「己の分を生きる」創世記49章

 ヤコブの最期です。すでにヨセフの二人の息子マナセとエフライムを祝福したヤコブは12人の息子たちを呼び寄せて、一人一人にある者には祝福を、ある者には叱責をあるいは戒めを語ります。それは彼らのこれまで、それを踏まえてこれからを語ります。その中でも祝福を与えられたのはユダです。それは心変えられて、悔い改めの実とでも言うべき歩みをしたからでしょう。
 そして、それを語り終えると自身の墓について指示します。アブラハム、イサクが葬られた墓に葬るようにと。それは、神の約束の地を離れた子どもたち子孫たちが、エジプトに埋もれてしまわないためです。神の約束の民であることを忘れないようにと残していくべきもの、それを継がせるためです。
 同じヤコブから生まれた12人、みなそれぞれに違ったこれまでとこれからを歩みます。彼らに限らず、私たちは、生まれながらに持っているもの、受け継いだもの、新たに学んだこと、みな違います。それぞれに神が与えてくださった賜物があるということです。ちょうどイエス様がタラントのたとえをお話しになったのと同じです。それを喜び生きることが求められていることです。

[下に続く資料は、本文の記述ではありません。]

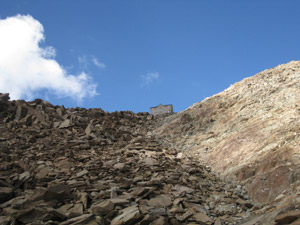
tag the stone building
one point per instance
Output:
(161, 109)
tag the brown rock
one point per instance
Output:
(161, 200)
(288, 217)
(202, 218)
(103, 207)
(6, 194)
(130, 216)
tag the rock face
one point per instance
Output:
(249, 132)
(78, 166)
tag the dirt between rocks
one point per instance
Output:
(79, 166)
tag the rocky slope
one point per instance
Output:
(249, 132)
(78, 166)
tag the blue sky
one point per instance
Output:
(137, 54)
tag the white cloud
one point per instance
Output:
(98, 63)
(26, 68)
(149, 78)
(85, 61)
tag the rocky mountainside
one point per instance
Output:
(78, 166)
(230, 159)
(249, 132)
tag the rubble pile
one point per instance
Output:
(79, 166)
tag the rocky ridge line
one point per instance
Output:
(78, 166)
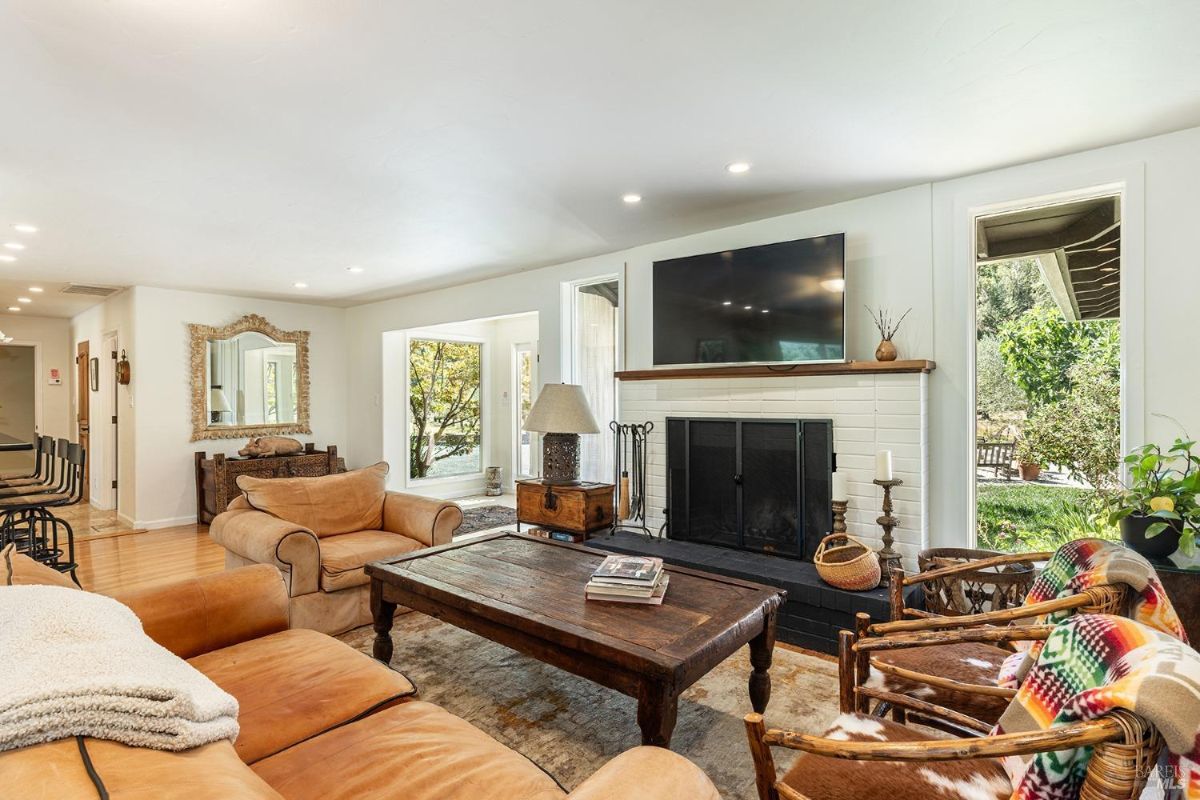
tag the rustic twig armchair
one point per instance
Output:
(948, 685)
(1126, 749)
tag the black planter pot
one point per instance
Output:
(1133, 533)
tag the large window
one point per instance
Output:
(1048, 373)
(445, 419)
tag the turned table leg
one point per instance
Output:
(382, 613)
(657, 709)
(761, 650)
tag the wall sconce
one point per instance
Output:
(123, 371)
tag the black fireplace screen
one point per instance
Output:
(756, 485)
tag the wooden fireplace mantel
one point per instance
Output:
(781, 371)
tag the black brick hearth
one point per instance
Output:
(814, 612)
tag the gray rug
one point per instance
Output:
(571, 727)
(484, 517)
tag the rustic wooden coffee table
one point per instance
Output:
(527, 594)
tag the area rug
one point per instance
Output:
(571, 727)
(484, 517)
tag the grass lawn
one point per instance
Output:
(1023, 516)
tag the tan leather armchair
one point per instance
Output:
(321, 531)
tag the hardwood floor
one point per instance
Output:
(91, 523)
(135, 560)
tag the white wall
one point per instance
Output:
(55, 352)
(505, 334)
(114, 316)
(888, 262)
(18, 402)
(156, 447)
(905, 248)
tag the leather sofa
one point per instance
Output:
(321, 531)
(318, 720)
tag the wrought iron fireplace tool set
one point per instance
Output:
(630, 449)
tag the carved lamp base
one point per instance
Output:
(561, 458)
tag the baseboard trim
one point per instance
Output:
(172, 522)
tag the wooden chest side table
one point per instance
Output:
(580, 509)
(216, 477)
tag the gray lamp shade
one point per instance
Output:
(562, 408)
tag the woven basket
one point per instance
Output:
(851, 565)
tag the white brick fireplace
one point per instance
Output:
(869, 413)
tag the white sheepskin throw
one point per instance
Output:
(78, 663)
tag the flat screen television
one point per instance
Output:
(783, 302)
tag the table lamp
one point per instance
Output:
(219, 403)
(561, 413)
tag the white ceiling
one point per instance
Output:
(48, 302)
(247, 144)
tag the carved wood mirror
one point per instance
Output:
(249, 379)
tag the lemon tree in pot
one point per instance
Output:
(1158, 511)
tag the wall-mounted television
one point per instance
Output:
(781, 302)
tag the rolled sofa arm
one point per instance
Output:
(647, 774)
(265, 539)
(430, 522)
(213, 612)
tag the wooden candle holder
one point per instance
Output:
(888, 558)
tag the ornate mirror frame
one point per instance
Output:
(201, 335)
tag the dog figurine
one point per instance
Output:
(265, 446)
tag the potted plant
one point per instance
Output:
(1029, 452)
(1158, 510)
(1027, 464)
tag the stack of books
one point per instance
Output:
(629, 579)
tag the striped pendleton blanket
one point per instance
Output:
(1091, 665)
(1087, 563)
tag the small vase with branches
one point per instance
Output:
(887, 325)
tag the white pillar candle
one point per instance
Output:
(840, 487)
(883, 465)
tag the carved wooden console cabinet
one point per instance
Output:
(216, 477)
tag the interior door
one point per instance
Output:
(83, 389)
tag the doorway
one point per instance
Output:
(593, 308)
(1048, 372)
(18, 404)
(83, 405)
(525, 383)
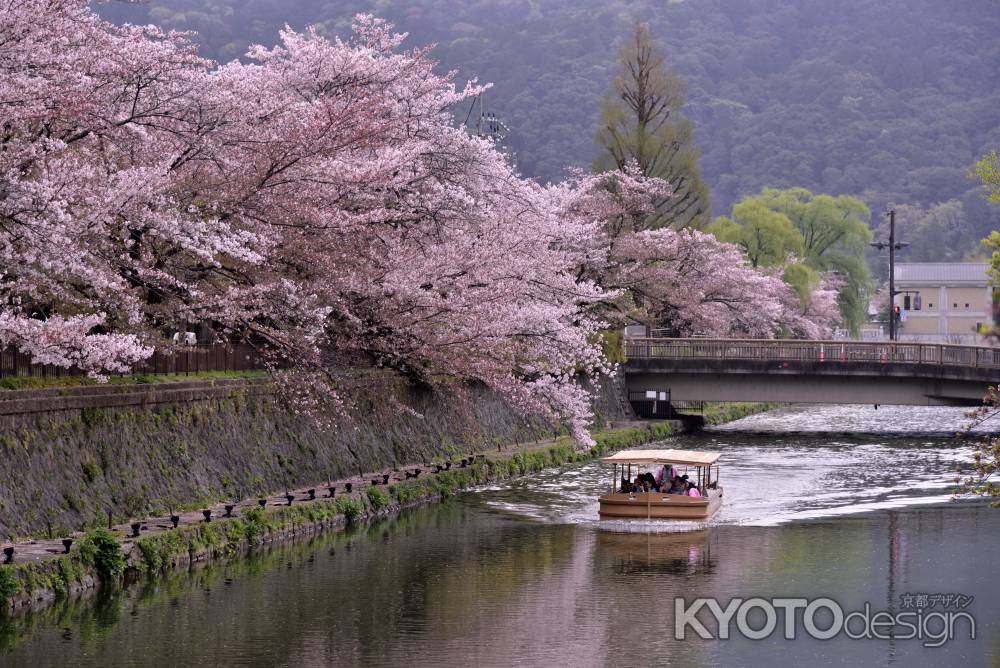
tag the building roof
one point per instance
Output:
(683, 457)
(942, 272)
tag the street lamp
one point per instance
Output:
(893, 246)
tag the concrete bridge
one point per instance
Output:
(832, 372)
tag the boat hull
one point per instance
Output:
(656, 506)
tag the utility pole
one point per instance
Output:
(893, 246)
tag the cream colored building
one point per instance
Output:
(943, 302)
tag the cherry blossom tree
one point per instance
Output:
(318, 199)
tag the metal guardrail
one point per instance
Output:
(784, 350)
(183, 359)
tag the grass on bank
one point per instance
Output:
(99, 553)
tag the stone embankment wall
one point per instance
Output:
(71, 455)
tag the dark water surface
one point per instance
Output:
(524, 574)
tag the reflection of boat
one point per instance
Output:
(656, 505)
(678, 553)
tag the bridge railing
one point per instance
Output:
(813, 351)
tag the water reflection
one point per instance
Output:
(526, 575)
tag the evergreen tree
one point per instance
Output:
(641, 122)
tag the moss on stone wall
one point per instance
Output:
(64, 470)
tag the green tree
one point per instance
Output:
(767, 237)
(987, 170)
(833, 235)
(641, 121)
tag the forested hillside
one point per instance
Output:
(888, 100)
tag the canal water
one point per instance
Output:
(523, 574)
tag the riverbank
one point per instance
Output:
(46, 570)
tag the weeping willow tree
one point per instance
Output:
(641, 121)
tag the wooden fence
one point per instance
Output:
(183, 360)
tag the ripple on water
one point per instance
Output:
(796, 471)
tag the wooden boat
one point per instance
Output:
(656, 505)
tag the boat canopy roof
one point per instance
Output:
(685, 457)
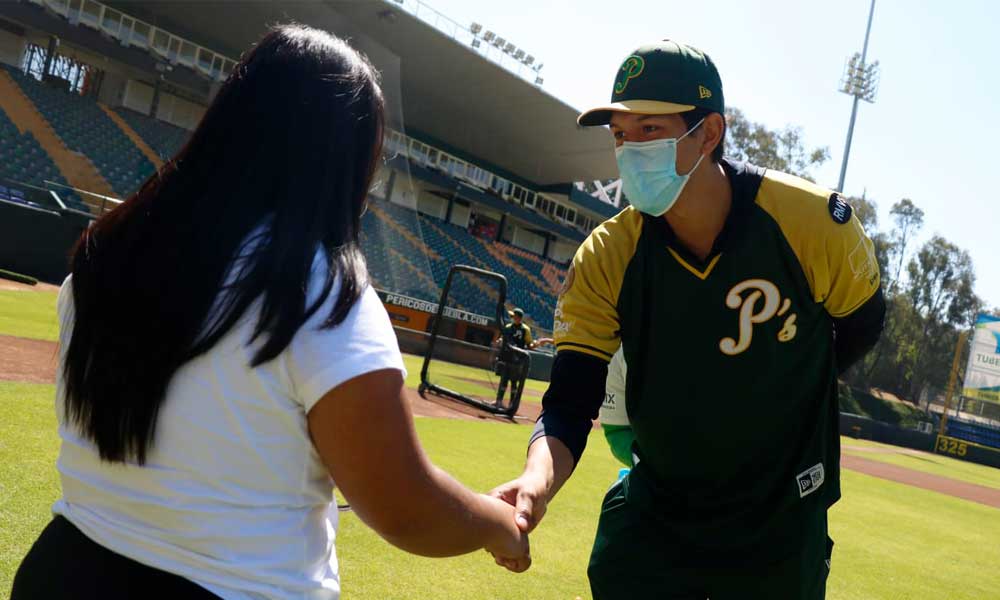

 一方で、負の連鎖が子孫に及ぶことが預言されています。実に私たち人間の間には断ち切れない負の連鎖が流れています。そこからどのようにして救われるでしょうか。彼らは神の選びの器となるべきでした。しかし、その恵みの賜物を軽んじ、逸れていきました。そして、時至って神は新しい信仰による新しいイスラエルをキリストによって始めてくださったのです。それは生けるキリストの教会であり、私たちです。連鎖の縄目を断ち切って、新しく生まれる恵みに導いてくださったのです。新しい人、新しいいのちに導かれた私たち、神に与えられた己の分を喜び生きる新しい歩みをしようではありませんか。